Applying partition and merge to circle clusters
As a side note: Observe that your question is essentially a graph theory question such that: Each circle is a node; where if any 2 circles intersect, there's an undirected edge between them; and you're trying to determine the connected components of the graph.
Obviously this provides an area that you can research for more ideas/information. But more importantly it makes easier to analyse the problem with simple boolean assessment of whether 2 circles intersect.
Also note the potential performance improvements by first pre-processing your circles into a suitable graph structure.
Assume you have 8 circles (A-H) where 1's in the table below indicate the 2 circles intersect.
ABCDEFGH
A11000110
B11000000
C00100000
D00010101
E00001110
F10011100
G10001010
H00010001
One partitioning idea involves determining what's connected by only considering a subset of circles and all their immediate connections.
ABCDEFGH
A11000110 p1 [AB]
B11000000
---------
C00100000 p2 [CD]
D00010101
---------
E00001110 p3 [EF]
F10011100
---------
G10001010 p4 [GH]
H00010001
NB Even though threads are sharing data (e.g. 2 threads may consider the intersection between circles A and F concurrently), the share is read-only and doesn't require a lock.
Assume 4 partitions (and 4 threads) of [AB][CD][EF][GH]. Connected components per partition would be broken down as follows:
[AB]: ABFG
[CD]: C DFH
[EF]: ADEFG
[GH]: AEG DH
You now have a list of potentially overlapping connected components. Merging involves iterating the list to find overlaps. If found, take union of the 2 sets is a new connected component. This will finally produce: ABFGDHE and C
Some optimisation techniques to consider:
The bottom left of the matrix mirrors the top-right. So you should be able to avoid duplicating processing of the inverse connections.
The merging of partitions can itself be partitioned and merged.

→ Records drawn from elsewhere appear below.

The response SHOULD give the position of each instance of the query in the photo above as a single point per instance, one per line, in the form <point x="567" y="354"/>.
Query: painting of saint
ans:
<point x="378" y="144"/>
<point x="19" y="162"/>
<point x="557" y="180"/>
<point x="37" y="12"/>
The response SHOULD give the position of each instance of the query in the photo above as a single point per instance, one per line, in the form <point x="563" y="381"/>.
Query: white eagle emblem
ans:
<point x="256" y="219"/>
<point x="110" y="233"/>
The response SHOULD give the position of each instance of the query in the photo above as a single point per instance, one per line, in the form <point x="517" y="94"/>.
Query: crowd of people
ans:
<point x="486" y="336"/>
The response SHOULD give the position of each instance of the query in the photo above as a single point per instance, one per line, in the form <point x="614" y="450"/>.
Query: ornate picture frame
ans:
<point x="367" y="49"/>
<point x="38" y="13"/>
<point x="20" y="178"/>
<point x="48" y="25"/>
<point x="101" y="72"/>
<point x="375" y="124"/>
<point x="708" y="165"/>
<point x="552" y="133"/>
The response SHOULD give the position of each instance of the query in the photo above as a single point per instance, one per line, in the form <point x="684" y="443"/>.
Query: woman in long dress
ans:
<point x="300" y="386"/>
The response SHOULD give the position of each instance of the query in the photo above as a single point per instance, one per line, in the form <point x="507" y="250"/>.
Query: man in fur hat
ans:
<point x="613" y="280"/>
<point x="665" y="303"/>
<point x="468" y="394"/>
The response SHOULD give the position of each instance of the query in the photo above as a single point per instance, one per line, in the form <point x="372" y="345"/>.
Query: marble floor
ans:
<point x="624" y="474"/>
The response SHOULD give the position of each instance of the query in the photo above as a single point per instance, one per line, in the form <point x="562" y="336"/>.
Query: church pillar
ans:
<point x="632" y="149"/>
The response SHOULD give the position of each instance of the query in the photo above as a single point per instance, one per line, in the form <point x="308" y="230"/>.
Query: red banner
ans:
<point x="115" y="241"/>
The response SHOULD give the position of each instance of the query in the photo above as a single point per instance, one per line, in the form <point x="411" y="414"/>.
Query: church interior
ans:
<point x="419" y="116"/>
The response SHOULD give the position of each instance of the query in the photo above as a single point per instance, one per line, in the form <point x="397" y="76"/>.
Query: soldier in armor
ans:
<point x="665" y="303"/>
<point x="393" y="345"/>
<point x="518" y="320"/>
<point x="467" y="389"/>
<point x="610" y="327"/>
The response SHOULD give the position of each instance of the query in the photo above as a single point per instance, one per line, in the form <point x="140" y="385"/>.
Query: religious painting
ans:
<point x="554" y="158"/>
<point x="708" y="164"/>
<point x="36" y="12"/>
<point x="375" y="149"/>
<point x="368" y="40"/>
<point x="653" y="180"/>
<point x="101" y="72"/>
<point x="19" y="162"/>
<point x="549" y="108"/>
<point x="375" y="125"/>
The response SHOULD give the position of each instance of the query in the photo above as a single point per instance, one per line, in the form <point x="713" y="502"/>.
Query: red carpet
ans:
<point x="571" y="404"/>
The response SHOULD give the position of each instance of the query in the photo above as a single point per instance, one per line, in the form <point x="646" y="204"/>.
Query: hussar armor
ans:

In fact in the extreme case you could start out partitioning a single circle per partition.
Connected(A) = ABFG
Connected(B) = B
Connected(AB) = ABFG
Connected(C) = C
Connected(D) = DFH
Connected(CD) = C,DFH
Connected(ABCD) = ABFGDH,C
Connected(E) = EFG
Connected(F) = F
Connected(EF) = EFG
Connected(G) = G
Connected(H) = H
Connected(GH) = G,H
Connected(EFGH) = EFG,H
Connected(ABCDEFGH) = ABFGDHE,C
Very NB You need to ensure appropriate selection of data structures and algorithms or suffer extremely poor performance. E.g. A naive intersection implementation might require O(n^2) operations to determine if two intermediate connected components intersect and totally destroy your goal that lead to all this additional complexity.

One approach is to divide the image into blocks, run the algorithm for each block independently, on different threads (i.e. considering only the circles whose center is in that block), and afterwards join the groups from different blocks that have intersecting circles.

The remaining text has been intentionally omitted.